When to Plant Bermuda Grass Seed in Phoenix? We are now seeing many areas throughout the valley that have dead spots and patches that could use some grass to fill in better. Here are a few options to fill in these areas.
First, we recommend watering heavy and spreading turf fertilizer to see what areas fill in on their own. However, after that if you still are having problems with bare spots in your turf, you will either need to seed these areas or sod them to fill in more. We recommend trying to seed if you have time to wait for the seed to fill in, but if you have a party the upcoming weekend maybe sod is a better option for instant results. If seed is an option, we recommend buying a DIY bag of seed from Scott’s Turf Builder Bermuda Grass Seed. They say the 5 lb bag covers 5000 square feet but if your lawn is bare we find that it covers half of that amount or even less. Here is a link to purchase this product on Amazon:
There is a coating on this particular seed which will help this seed germinate. Bermuda is a difficult seed to germinate and we can only promise about 50% to grow. However, what we do find is that the existing grass combined with the heavy watering of the new seed ends with great results anyway and if you have small areas this is a great way to fill them in.
Prepping the area begins with making sure that the soil is exposed so that the seed can grow in the very best conditions with no layer of thatch or grass covering the top of the soil. Then spread the seed by hand if you have very small areas to cover or use a hand spreader since the seed is very small and works best with a much smaller spreader. Then we cover the soil with a very small layer of soil in order to assist in keeping the seed moist.
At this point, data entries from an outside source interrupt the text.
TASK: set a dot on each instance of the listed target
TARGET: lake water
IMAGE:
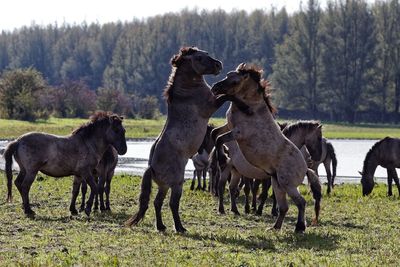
(350, 155)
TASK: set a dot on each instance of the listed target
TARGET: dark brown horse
(103, 175)
(383, 153)
(190, 105)
(77, 154)
(263, 143)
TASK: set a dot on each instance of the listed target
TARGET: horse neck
(298, 137)
(370, 166)
(185, 79)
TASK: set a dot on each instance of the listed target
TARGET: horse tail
(8, 154)
(143, 199)
(316, 190)
(332, 154)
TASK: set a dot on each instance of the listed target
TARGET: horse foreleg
(233, 190)
(176, 193)
(83, 191)
(390, 175)
(93, 191)
(75, 192)
(158, 202)
(25, 188)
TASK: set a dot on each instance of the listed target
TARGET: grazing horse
(103, 175)
(201, 160)
(77, 154)
(328, 156)
(190, 105)
(262, 142)
(386, 154)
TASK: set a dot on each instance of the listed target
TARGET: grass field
(354, 231)
(151, 128)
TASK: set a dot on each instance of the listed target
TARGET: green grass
(354, 230)
(138, 128)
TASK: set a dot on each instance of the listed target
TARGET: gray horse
(190, 105)
(263, 143)
(103, 175)
(77, 154)
(384, 153)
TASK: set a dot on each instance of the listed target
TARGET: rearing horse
(190, 105)
(262, 142)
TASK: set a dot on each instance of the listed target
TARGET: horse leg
(75, 192)
(100, 192)
(83, 191)
(193, 180)
(328, 176)
(158, 202)
(93, 192)
(25, 188)
(234, 190)
(300, 202)
(246, 190)
(176, 193)
(204, 179)
(107, 189)
(282, 202)
(266, 184)
(390, 175)
(224, 174)
(254, 191)
(396, 180)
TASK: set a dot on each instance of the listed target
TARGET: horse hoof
(314, 222)
(161, 228)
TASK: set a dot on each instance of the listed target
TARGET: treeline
(340, 63)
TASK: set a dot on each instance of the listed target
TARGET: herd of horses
(250, 150)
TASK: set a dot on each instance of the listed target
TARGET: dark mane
(176, 61)
(371, 151)
(98, 119)
(291, 128)
(263, 85)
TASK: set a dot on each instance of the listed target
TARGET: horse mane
(291, 128)
(264, 86)
(98, 119)
(176, 61)
(371, 151)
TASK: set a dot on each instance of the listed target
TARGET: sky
(18, 13)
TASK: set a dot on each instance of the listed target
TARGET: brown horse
(201, 160)
(103, 175)
(263, 143)
(384, 153)
(77, 154)
(190, 105)
(328, 156)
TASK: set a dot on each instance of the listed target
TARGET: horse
(201, 160)
(76, 154)
(328, 156)
(190, 105)
(386, 154)
(103, 174)
(303, 134)
(263, 144)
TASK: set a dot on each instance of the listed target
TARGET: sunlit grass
(354, 230)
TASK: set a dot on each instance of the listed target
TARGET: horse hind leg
(176, 194)
(75, 192)
(158, 202)
(317, 194)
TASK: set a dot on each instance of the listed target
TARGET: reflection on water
(350, 155)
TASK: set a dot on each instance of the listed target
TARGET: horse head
(199, 61)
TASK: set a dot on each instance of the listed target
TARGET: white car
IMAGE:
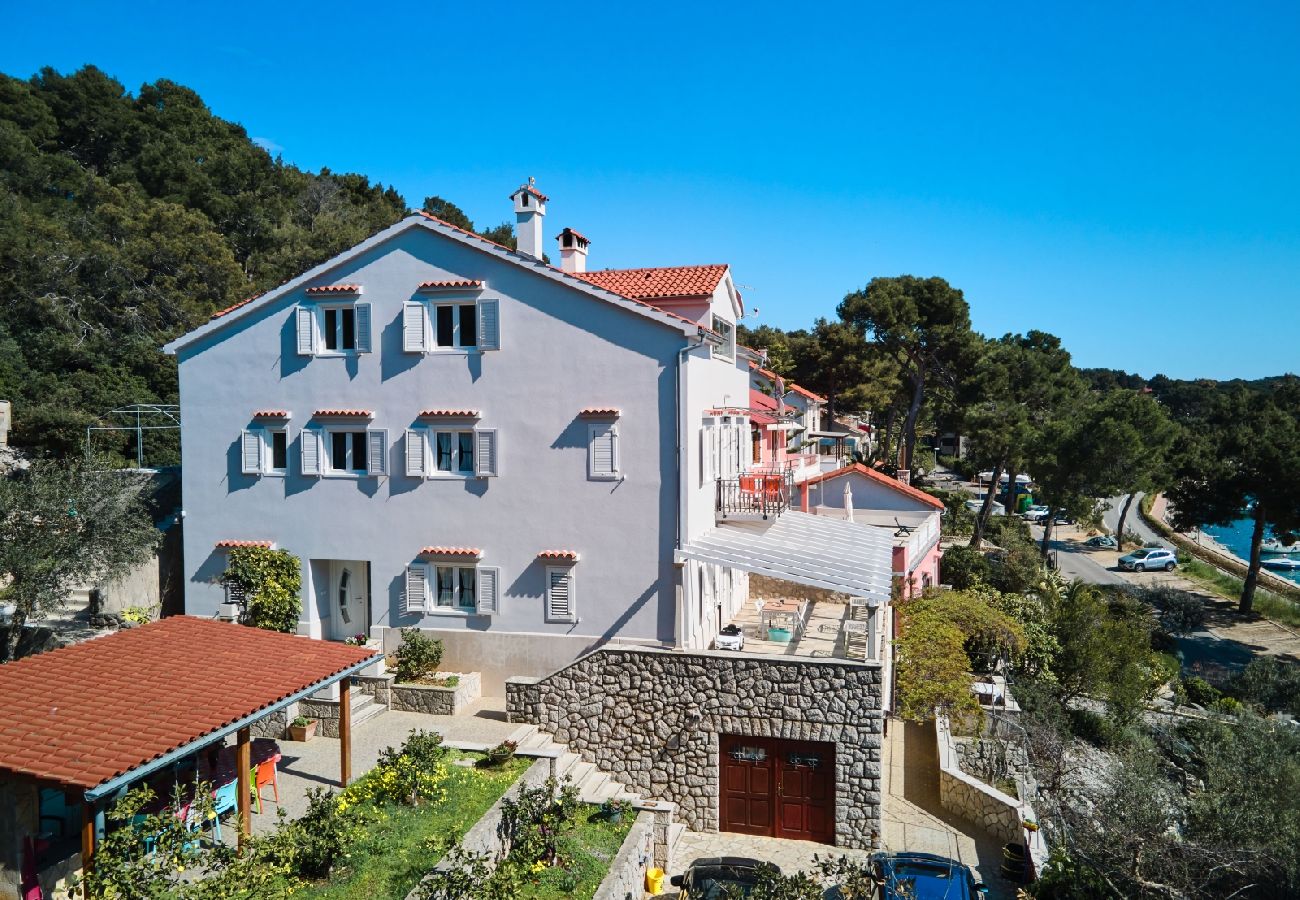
(731, 637)
(976, 505)
(1036, 513)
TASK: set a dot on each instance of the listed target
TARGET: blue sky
(1121, 174)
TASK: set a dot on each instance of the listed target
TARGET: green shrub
(272, 583)
(963, 567)
(1200, 692)
(417, 657)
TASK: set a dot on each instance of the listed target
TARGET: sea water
(1236, 537)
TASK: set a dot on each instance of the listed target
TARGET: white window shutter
(377, 450)
(363, 328)
(417, 588)
(306, 319)
(414, 330)
(310, 442)
(417, 453)
(602, 457)
(489, 325)
(250, 451)
(488, 578)
(485, 451)
(559, 595)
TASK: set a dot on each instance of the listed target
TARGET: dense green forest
(128, 219)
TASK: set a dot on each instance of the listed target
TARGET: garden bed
(585, 857)
(446, 693)
(397, 849)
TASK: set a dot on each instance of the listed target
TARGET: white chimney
(572, 250)
(529, 212)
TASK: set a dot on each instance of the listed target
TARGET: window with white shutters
(415, 328)
(489, 582)
(416, 589)
(559, 595)
(417, 453)
(602, 454)
(250, 451)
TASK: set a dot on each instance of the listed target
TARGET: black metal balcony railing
(754, 494)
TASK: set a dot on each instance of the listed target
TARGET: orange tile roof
(232, 308)
(789, 385)
(880, 477)
(85, 714)
(450, 285)
(658, 284)
(333, 289)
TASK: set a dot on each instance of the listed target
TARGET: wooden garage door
(778, 788)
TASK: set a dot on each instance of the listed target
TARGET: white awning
(805, 549)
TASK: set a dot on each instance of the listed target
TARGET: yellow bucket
(654, 881)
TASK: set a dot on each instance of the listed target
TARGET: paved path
(914, 820)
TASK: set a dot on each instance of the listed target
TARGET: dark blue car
(924, 877)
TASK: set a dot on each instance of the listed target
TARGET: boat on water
(1275, 548)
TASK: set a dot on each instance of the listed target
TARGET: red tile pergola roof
(89, 713)
(658, 284)
(325, 290)
(451, 285)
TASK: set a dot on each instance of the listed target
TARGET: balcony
(754, 496)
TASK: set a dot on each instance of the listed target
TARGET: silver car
(1148, 558)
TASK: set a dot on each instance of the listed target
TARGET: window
(460, 453)
(454, 453)
(456, 325)
(559, 595)
(347, 451)
(333, 330)
(455, 587)
(602, 453)
(450, 588)
(264, 450)
(728, 333)
(277, 444)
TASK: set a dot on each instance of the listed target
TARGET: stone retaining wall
(653, 719)
(437, 700)
(627, 875)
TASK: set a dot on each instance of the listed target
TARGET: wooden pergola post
(87, 835)
(243, 761)
(345, 731)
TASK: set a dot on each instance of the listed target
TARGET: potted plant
(503, 751)
(614, 810)
(302, 728)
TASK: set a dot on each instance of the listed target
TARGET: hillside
(128, 219)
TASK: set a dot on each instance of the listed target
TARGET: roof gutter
(115, 784)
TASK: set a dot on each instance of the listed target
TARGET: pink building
(879, 501)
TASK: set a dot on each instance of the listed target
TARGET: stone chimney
(529, 212)
(572, 250)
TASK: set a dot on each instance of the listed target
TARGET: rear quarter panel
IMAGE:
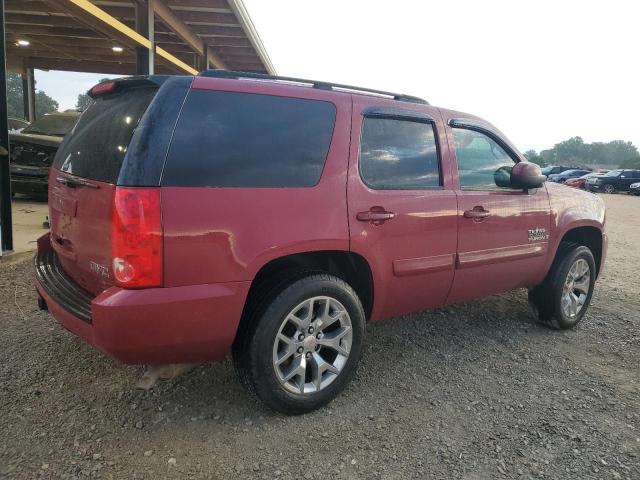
(572, 208)
(227, 234)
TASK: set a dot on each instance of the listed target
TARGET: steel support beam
(30, 95)
(151, 35)
(6, 230)
(186, 34)
(142, 27)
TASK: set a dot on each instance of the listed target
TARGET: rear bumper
(152, 326)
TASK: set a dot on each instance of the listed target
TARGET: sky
(541, 71)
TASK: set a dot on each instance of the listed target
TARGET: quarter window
(228, 139)
(482, 163)
(398, 154)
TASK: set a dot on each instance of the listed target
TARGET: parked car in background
(555, 169)
(17, 124)
(615, 181)
(32, 151)
(271, 218)
(567, 174)
(580, 181)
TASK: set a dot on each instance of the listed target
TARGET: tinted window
(96, 147)
(482, 163)
(398, 154)
(226, 139)
(52, 124)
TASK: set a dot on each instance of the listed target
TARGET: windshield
(52, 124)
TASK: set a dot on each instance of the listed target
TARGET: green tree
(15, 106)
(84, 100)
(576, 152)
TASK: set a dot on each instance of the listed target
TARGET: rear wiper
(76, 182)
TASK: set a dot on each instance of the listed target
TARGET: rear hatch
(82, 181)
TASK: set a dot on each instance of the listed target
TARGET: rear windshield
(52, 124)
(96, 147)
(227, 139)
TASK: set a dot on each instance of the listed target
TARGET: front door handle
(376, 216)
(478, 213)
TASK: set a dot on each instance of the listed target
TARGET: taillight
(136, 238)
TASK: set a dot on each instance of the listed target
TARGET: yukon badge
(99, 270)
(536, 234)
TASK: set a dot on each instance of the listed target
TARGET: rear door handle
(375, 216)
(478, 213)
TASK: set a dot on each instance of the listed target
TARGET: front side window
(482, 163)
(398, 154)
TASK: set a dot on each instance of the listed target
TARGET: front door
(503, 233)
(402, 208)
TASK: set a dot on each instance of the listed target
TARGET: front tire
(562, 300)
(303, 347)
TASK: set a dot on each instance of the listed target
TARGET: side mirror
(527, 176)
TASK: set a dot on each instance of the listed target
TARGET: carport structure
(119, 37)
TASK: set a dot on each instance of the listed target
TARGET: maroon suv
(272, 218)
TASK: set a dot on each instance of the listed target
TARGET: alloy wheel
(576, 288)
(313, 345)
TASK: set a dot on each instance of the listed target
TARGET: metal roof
(80, 35)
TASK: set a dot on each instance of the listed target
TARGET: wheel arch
(348, 266)
(590, 236)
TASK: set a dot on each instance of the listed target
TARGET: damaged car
(33, 149)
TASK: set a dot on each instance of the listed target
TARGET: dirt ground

You will want to make sure we are at least 70 degrees at night or the seed will not germinate at all and the investment will be a waste of money. Once this work is done, watering is VERY important and key for the germination process. We recommend watering pop-up heads 3-5 minute cycles 4-6 times per day. The idea is to keep the seed moist for 2-3 weeks without puddling too much for this germination process to work. When your property has rotating sprinkler heads it will require longer water cycles (maybe 6-9 minutes). Of course this can really vary on how hot it gets and you may need more water when you are planting the seed and if some areas are more shaded, they may require less.